When I checked the logs it was clear the hardware failed 30 mins before they scheduled it for retirement. EC2 and root device data was gone. The e-mail also said "you may have already lost data".

So I know that Amazon schedules servers for retirement after they already failed, green check doesn't surprise me.

3 comments

So just as a FYI the reason that probably happened to you is that the underlying host was failing. I am assuming they wanted to give you a window to deal with it but the host croaked before then. I've been dealing w/ AWS for a long long time and I've never seen a maintenance event go early unless the physical hardware actually died...
That what happens when cloud provider doesn't support live migration for VMs.
That's completely ridiculous, get some fucking RAID Amazon.

I order drives off newegg directly to my DC and I'm yet to lose data with the cheapest drives available in RAID10.

Yes, solving problems at your scale and AWS' are quite comparable.
but I never lost data off an usb stick how hard could it be!
Really?!?! Several times USB sticks (and USB HDs) failed on me and other people I work with.
Not saying my scale is the the same at all - but the fact they can't do something so simple that I can do it as a single individual is embarrassing at best.

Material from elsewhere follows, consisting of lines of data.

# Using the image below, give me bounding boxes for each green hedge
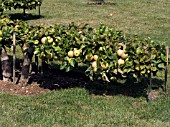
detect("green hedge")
[0,16,166,82]
[2,0,42,10]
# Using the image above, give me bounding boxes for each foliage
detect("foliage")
[0,17,166,82]
[2,0,42,10]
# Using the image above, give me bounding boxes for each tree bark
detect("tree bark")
[1,46,12,81]
[19,46,34,86]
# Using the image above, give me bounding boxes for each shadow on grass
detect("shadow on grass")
[9,13,44,21]
[29,64,164,98]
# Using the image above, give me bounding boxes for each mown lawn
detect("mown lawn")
[0,0,170,127]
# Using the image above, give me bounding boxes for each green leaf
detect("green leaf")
[60,61,67,70]
[66,66,71,72]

Simple solutions to this do scale - Linode and DigitalOcean don't have such issues for example - and while they're not Amazon scale, they are quite large and I'd say they prove the concept.

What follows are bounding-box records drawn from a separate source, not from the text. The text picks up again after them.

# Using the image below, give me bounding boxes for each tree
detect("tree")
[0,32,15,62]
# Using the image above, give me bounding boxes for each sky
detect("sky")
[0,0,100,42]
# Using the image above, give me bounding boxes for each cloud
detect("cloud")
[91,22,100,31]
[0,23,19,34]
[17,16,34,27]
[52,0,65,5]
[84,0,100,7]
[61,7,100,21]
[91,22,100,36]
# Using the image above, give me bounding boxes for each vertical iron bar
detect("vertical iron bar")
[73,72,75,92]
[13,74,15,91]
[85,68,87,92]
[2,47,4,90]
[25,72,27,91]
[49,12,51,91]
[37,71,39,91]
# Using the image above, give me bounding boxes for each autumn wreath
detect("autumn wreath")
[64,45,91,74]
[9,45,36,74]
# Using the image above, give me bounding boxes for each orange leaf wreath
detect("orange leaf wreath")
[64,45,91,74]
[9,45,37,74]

EBS data is backed up in multiple redundant ways (using erasure encoding I think).

Local storage is not intended for permanent storage, and is more use at your own risk. That's also why most of the new EC2 instances don't even support local storage.

Availability =/= durability of course

EBS is incredibly expensive and slow, not really a good solution. It'd be nice if they offered a better local storage option.
Incredibly expensive and slow compared to what? A 500 GB SSD (gp2) costs $50/m, and has 1500 - 3000 IOPS. It's okay for most loads.

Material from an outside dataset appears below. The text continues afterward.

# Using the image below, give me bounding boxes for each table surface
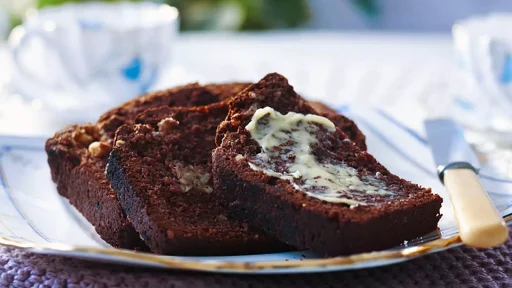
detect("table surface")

For higher performance, you can use

1. EBS Provisioned IOPS (kind of expensive)

2. Aurora (for DB use)

3. The new I3 instances (super fast local storage at a reasonable price.)

I think most people rely on EBS and are happy with it. Sure it depends on the use case, but I think it works for most use cases.
It's not just a RAID that can fail. And everyone who uses AWS should expect failures. You should build your infrastructure to handle such failures well.
They offer no RAID on local storage and only the expensive, IO restricted EBS as an alternative.
Yes, the only way a server can die is from non-raided disks.
Otherwise they should at least be providing customers their data back.
I think you misunderstood the local storage. It is not intended to permanently store data. It's a volatile storage like RAM.